A “Cartan subgroup” of the Lie group is an abelian subgroup which is as large as possible. The dimension of the Cartan subgroup of the Lie group is called its rank (this is the subscript in the Cartan classification). In the language of quantum mechanics, the operators in the Cartan subgroup are simultaneously diagonalizable and form a complete set of commuting observables.
Because this SU(3) symmetry is only approximate, a Cartan basis may be chosen so that each basis element corresponds to a quantum number. The rank of SU(3) is 2; in the Eightfold Way the quantum numbers are isospin (or charge) and strangeness. Particle multiplets are under this flavor SU(3) are often drawn with isospin on a horizontal axis and strangeness increasing upward (usually at 120°, for reasons I won’t get into here).
Now a baryon containing only up, down, and strange quarks transforms, under this approximate flavor SU(3) symmetry, as 3x3x3=10+8+8+1. So we expect to find, for example, a group of 10 baryons with similar properties. This “baryon decuplet” is what Gell-Mann discovered: he placed nine then-recently-discovered baryons in 9 of the 10 positions in the 10-dimensional representation of SU(3), like this:
Delta- Delta0 Delta+ Delta++
* * * *
Sigma- Sigma0 Sigma+
* * *
Xi- Xi0
* *
*
Then he predicted the existence and properties of the tenth, “Omega-,” which was quickly discovered. Other particles then quickly fell into other multiplets.
The particles in the same row often have the same name. This is because the SU(2) isospin symmetry is good enough that these particles are often quite similar (with masses differing by only a few MeV); the “strangeness” symmetry is less good, and it is not as obvious that the Delta and Sigma are related.
This idea can obviously be extended; once charmed particles were discovered, it was natural to extend the approximate flavor symmetry to SU(4), and so on.

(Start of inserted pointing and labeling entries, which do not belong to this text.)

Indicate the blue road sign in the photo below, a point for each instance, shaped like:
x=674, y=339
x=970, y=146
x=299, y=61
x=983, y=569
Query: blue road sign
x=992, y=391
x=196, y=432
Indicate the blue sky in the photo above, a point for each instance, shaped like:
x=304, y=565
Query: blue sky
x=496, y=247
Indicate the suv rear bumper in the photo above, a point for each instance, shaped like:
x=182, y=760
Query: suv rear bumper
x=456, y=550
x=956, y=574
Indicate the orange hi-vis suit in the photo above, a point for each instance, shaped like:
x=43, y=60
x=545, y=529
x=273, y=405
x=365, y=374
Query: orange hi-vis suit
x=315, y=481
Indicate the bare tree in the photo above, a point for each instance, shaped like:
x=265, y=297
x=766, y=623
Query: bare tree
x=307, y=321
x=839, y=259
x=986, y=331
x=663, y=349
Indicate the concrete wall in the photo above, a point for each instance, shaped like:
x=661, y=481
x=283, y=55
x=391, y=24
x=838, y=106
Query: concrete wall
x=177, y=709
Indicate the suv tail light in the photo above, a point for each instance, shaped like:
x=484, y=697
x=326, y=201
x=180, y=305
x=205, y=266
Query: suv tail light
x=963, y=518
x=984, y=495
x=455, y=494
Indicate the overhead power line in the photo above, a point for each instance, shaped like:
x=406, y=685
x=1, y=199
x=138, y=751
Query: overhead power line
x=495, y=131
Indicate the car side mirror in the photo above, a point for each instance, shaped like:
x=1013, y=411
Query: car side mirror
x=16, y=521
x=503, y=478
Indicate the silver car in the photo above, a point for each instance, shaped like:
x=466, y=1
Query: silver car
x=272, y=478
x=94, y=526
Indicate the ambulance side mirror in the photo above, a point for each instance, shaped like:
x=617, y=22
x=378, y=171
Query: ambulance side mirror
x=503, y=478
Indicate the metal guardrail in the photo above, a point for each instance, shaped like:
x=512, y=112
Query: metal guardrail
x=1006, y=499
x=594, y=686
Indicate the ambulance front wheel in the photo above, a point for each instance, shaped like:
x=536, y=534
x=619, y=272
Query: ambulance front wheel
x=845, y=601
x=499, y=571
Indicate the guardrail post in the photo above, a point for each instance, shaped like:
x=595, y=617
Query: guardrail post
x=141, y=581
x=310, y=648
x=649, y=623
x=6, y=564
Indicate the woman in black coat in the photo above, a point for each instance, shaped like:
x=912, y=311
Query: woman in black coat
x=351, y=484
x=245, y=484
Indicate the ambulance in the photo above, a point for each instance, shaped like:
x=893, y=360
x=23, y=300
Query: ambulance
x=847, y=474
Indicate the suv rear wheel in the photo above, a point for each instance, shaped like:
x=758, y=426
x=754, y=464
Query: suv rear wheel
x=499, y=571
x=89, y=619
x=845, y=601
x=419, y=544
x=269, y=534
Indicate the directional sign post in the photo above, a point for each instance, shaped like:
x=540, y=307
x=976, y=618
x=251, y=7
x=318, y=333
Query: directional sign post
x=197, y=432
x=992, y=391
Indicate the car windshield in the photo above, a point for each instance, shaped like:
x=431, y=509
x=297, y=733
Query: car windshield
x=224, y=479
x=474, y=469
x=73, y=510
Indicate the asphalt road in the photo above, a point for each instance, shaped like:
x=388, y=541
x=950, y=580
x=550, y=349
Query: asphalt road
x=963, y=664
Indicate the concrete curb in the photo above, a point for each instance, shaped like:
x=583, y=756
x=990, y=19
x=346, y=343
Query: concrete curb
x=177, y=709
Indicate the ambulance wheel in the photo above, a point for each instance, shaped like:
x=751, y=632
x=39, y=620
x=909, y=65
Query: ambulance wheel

As a quantitative predictive tool, this doesn’t add much, since the c, b, and t are so heavy they tend to decay very rapidly. But the idea of grouping similar particles together as elements of some larger space, with a symmetry broken somehow at the low energies we perceive, has persisted. The electroweak unification used a similar idea, for example.
Now the rank of E[sub]8[/sub] is 8, so each particle in a representation of E[sub]8[/sub] has eight associated quantum numbers, and can be plotted in an eight-dimensional space. This is what the spirograph picture is: a plot of all of the elements of some representation (in this case a 240-dimensional representation) of E[sub]8[/sub], being rotated in eight-dimensional space and then projected down to two dimensions.
I got a kick outta that too. ha
Dang…if this is the “Exceptionally Simple” theory, I’d hate to see the complicated one.